Ser grande não é questão de idade[1]
Carolina Puchet Dutrénit[2]
Há alguns dias, enquanto dirigia pela minha cidade, vi a propaganda de uma loja de departamento muito conhecida, que me chamou a atenção. Era a fotografia de uma mulher de certa idade e dizia o seguinte: SER GRANDE NÃO É QUESTÃO DE IDADE. Assim que vi a imagem, pensei que o slogan seria o título dessa intervenção. Sem dúvida, os publicitários – talvez sem saber – colocam uma questão muito psicanalítica. De fato, para nós, analistas, o inconsciente não tem idade, trabalhamos com sujeitos, mas o que isso significa? Quando podemos dizer que há aí um sujeito? Lacan propunha que, muito cedo, há a insondável decisão do ser, ou seja, que diante da contingência do nascimento e do encontro com lalíngua, o ser concede uma resposta. A seguir, advém a causação do sujeito, que não é sem sua relação com o objeto e com a pergunta pelo desejo que o trouxe a este mundo.

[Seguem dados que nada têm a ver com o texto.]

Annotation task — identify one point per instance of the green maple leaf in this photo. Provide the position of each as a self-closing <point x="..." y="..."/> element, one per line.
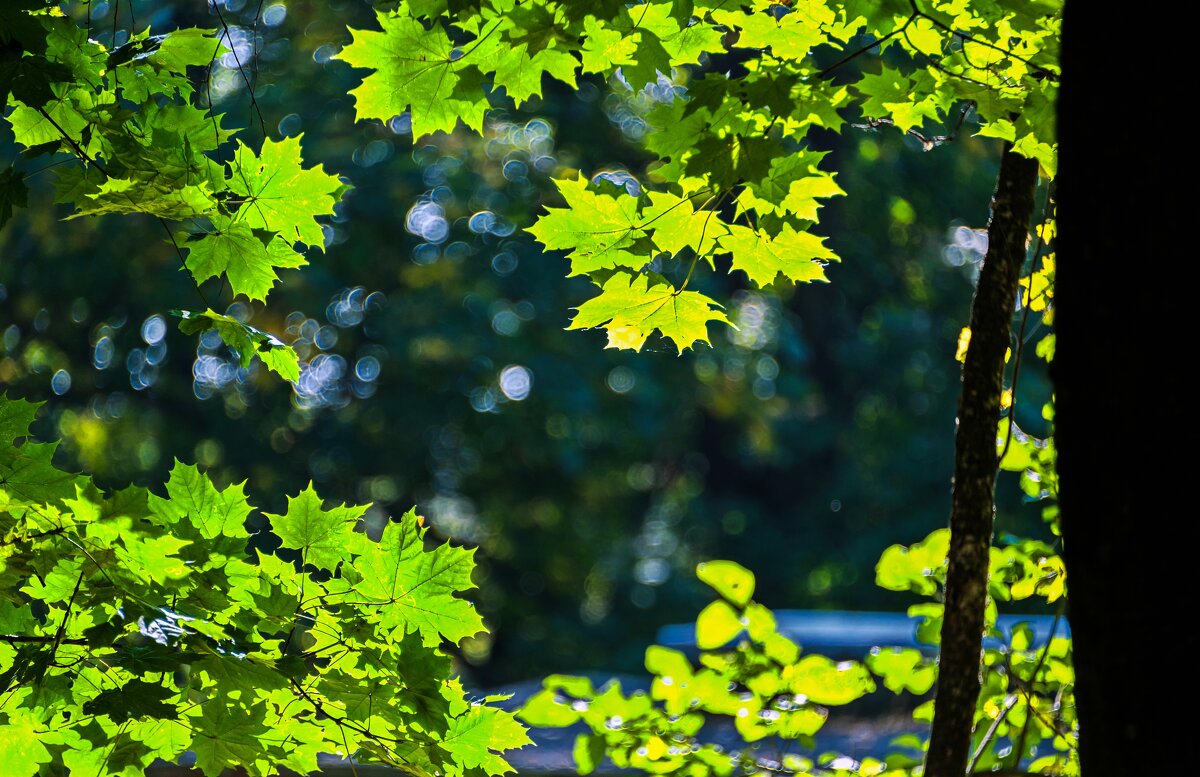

Tudo isso que, a partir de outros discursos, poderia ser considerado como algo que ocorre em um tempo cronológico – ou seja, por etapas – para nosso discurso e nossa orientação, acontece em um tempo lógico. Então, para além da idade da pessoa que vem nos procurar, encontrar um sujeito e sua enunciação tem a ver não somente com aquilo que o causa, mas também com o consentimento desse ser que decidiu muito precocemente. Uma análise, como bem diz o belo argumento do próximo ENAPOL, trata de fazer falar: falar o que não se sabe, falar o que não se pode falar, falar das coisas loucas. Além disso, falamos a partir da posição de filhos – ou seja, a partir do resto de um desejo que nos trouxe ao mundo. Isso coloca em ato o mal-entendido, a não-relação sexual e a resposta que cada um deu, de maneira sintomática, a esse encontro.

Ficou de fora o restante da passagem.